Soham Gupta’s studies of the dispossessed people of Kolkata, with whom he collaborates so that they help dictate how they appear to the viewer, are deeply affecting, whether in black and white in the Giardini or in colour in the Arsenale. But the media in which Rugoff’s choices are almost uniformly knockout are video and digital art. Jon Rafman has been creating video-game-style epics for some time, but his two pieces here are the best I have seen. In one, groups of faceless figures are repeatedly and brutally destroyed and abused, another is like a stream of consciousness of dream-like absurdities, with a figure consisting of a child’s head on legs as its protagonist.
For me, the works that are the most resonant are those by Arthur Jafa and Kahlil Joseph. Both are filmic collages, using found and original footage. Joseph’s BLKNWS (2018) is a two-screen news channel of black—and mostly African American—life, from archive footage of Malcolm X and Miles Davis, through studio footage of the artist Henry Taylor and the collector A.C. Hudgins having an informal chat about the world today, to leading African American thinkers at public events, accompanied by a soundtrack featuring Frank Ocean and Sampha, among others. It leaps between the profound and political and the apparently humdrum and inconsequential are utterly compelling and often very moving.
Jafa’s White Album is similarly magnetically stirring, yet more troubling. It focuses on white supremacy and—alongside beautifully shot imagery of white people who are friends of Jafa’s—it features, among much else, YouTube footage of a young, racist YouTuber lamenting the lot of white people; the anti-racist rant of self-confessed former white nationalist Dixon White; a chilling sequence of a man repeatedly loading an automatic rifle and pistol; and CCTV footage of the white supremacist murderer Dylann Roof as he went to commit the Charleston church shooting in June 2015, in which he killed nine people.
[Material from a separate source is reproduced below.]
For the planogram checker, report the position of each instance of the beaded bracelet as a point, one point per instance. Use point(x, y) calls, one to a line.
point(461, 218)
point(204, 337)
Again, music is a huge factor in the film, and it includes an extended sequence of the video for Oneohtrix Point Never’s The Pure and the Damned, sung by Iggy Pop, which is weaved in among other material. A CGI avatar of Pop appears singing this lament, and in it is the line: “The truth is an act of love.” It’s a devastating line, and one that speaks to the power not just of Jafa’s film, but to the broader message of Rugoff’s mightily impressive show.